For firms that want a curated business directory presence alongside their legal listings, I have recommended the Jasmine Business Directory for clients who want a clean, human-reviewed listing that signals legitimacy to clients who are searching across business categories rather than legal-only platforms. It is not a substitute for Avvo or Justia, but it complements them when your client base includes business owners who shop for professional services the same way they shop for accountants and insurers.
Cost per qualified lead across platforms
The honest answer about CPL varies wildly by practice area and platform. Here is a comparison from data I have gathered across roughly thirty Virginia firms over the last two years. Numbers are rounded and represent typical ranges, not promises.
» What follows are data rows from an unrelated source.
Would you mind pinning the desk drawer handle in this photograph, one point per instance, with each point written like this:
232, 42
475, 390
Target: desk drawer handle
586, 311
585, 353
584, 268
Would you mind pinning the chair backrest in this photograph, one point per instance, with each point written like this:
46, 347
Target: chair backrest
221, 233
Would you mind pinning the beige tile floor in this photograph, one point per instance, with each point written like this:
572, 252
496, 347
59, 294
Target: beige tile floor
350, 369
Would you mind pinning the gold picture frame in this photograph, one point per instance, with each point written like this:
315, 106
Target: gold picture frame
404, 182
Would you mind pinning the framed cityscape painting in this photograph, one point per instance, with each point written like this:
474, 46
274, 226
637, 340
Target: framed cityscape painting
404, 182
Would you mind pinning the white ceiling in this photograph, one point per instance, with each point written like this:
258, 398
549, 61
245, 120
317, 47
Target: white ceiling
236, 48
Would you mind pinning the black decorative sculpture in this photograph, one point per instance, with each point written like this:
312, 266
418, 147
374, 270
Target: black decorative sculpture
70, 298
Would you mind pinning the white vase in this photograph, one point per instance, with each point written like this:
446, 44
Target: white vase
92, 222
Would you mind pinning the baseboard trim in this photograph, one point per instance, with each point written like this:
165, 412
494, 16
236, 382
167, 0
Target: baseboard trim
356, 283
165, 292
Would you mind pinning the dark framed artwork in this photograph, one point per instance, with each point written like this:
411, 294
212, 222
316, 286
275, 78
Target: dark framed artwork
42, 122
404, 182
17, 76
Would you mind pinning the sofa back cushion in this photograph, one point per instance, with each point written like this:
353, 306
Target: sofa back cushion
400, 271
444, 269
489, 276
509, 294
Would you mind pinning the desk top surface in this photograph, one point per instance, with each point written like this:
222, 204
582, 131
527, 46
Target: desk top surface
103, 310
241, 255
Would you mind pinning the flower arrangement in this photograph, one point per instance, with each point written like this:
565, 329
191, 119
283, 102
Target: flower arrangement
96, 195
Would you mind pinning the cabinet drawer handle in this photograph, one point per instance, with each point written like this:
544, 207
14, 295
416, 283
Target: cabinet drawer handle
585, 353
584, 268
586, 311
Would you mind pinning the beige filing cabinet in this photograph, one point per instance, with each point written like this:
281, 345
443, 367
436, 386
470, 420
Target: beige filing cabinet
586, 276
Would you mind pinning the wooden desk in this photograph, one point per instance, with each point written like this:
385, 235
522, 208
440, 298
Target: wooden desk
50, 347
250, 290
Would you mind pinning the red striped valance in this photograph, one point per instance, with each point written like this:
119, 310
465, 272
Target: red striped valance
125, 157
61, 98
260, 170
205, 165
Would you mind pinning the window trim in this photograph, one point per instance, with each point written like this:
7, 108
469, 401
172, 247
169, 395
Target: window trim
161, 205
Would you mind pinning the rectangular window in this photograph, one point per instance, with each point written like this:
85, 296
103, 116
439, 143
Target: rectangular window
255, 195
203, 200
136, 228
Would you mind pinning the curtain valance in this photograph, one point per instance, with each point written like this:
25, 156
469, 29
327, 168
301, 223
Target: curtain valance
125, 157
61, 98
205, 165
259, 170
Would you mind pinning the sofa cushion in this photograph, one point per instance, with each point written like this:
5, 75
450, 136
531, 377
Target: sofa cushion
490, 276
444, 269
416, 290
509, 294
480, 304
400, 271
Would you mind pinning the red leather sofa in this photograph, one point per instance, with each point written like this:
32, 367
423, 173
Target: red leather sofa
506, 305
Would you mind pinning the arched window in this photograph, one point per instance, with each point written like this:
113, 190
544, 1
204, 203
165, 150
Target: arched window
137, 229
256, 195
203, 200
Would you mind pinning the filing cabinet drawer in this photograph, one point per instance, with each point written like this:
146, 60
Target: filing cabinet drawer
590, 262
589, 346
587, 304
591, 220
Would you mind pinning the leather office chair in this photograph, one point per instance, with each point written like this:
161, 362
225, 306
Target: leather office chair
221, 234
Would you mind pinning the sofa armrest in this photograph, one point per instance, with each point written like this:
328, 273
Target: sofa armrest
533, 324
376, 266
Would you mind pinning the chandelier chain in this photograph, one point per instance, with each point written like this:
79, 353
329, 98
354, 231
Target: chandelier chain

| Platform type | Typical annual cost | Lead quality (1-5) | Recommended practice area fit |
|---|---|---|---|
| Avvo Pro | $1,800 to $4,200 | 3.5 | Family, criminal, personal injury |
| Justia (premium) | $1,200 to $3,000 | 4.0 | Most practice areas, strong for SEO |
| Super Lawyers | $800 to $2,500 | 4.2 | Established attorneys across categories |
| Martindale-Hubbell | $1,500 to $5,000 | 3.8 | Business, corporate, peer referrals |
| Virginia State Bar referral | Under $500 | 3.0 | General practice, civic-minded clients |
| Curated business directories | $50 to $400 | 3.2 | B2B practice areas, transactional |
What this does not capture is lead intent. A Virginia Bar referral lead converts at perhaps half the rate of an Avvo lead, but the cost difference more than compensates for some practice areas. A Super Lawyers lead tends to arrive pre-qualified because the prospect has self-selected for credentialed counsel.
The Tidewater family law case study
A three-attorney family law practice in the Tidewater area gave me access to their attribution data for 2022 and 2023. They tested four directories simultaneously. After eighteen months, two were producing leads at under $180 cost per signed retainer. One was running at $640. One was producing visibility but essentially zero conversions, because the platform’s audience was wrong for contested custody work.
They cut the underperformer, doubled spend on the two winners, and watched their intake calendar fill in ways that paid search had never managed. The lesson: directories are not interchangeable, and you only learn which ones work by tracking properly.
Myth: Directories all do roughly the same thing, so pick the cheapest. Reality: The variance in cost per qualified lead between directory platforms is often 5x or more. Picking by price without attribution data is how firms end up spending money on the wrong audience.
Belief four: Setting up a profile is enough
Why dormant listings actively hurt rankings
I will say this plainly because too many firms need to hear it: a half-filled, never-updated directory profile is worse than no profile at all. It looks abandoned. It tells a prospective client that the firm does not care, and it tells the directory’s own ranking algorithm that the listing is low quality.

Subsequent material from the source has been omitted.